Interestingly, this minor controversy emerges at a time when vagina terminology is much in the news. Blogger Carla Thompson wrote a frustrated essay in response to Stephanie Rosenbloom’s article on the popularity – Oprah and Tyra Banks use it! – of the (dubious, and infantile – at least I think so) popularity of the euphemism “vajayjay.”

For perspective, I called Crystal Kile at the Newcomb College Center for Research on Women. Kile is one of the movers and shakers behind V to the 10th – the tenth anniversary of Eve Ensler’s “Vagina Monologues” consciousness-raising play, which will take place as an all-star hoo-ha in early April at the Superdome. (Ensler has, over the past two years, visited New Orleans several times to participate in post-K feminist activism and advocacy efforts.)

“At this time of heightened vagina consciousness… why?” Kile wondered, a little stunned by my story of the Parental Advisory sticker. “The Man obviously still has a problem with vaginas. One that I can’t even begin to understand.”

Target, I noticed, is willing to sell products carrying salacious, even historically controversial images, like the Rolling Stones’ Sticky Fingers album, or Ween’s Chocolate and Cheese CD. Why refuse to carry an album using such an innocuous word?

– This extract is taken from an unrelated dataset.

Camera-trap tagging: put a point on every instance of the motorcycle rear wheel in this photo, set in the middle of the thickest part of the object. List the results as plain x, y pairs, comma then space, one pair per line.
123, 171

Why, for that matter, make a record using the word “vagina” in the first place? People – especially rock musicians - who want to refer to that organ with prurient intent usually use a host of other terms that are dirtier, or funnier, or both. “Vagina” to me still brings to mind the gynecologist’s office or “Our Bodies, Ourselves,” way more than sordid fun. Though maybe this odd instance of censorship proves that efforts like Ensler’s, over the past decade, to reclaim the word for feminist agency have actually succeeded in a way she might not have intended – making it better than safe. Dangerous. Sexy.

Anyway, back to Maynard James Keenan the vagina fan, it’s worth noting that he – kind of – anticipated this moment back in 1992. In the video for Tool’s song “Hush,” he and his bandmates appeared nude but for Parental Advisory stickers covering their crotches. Oh, the irony.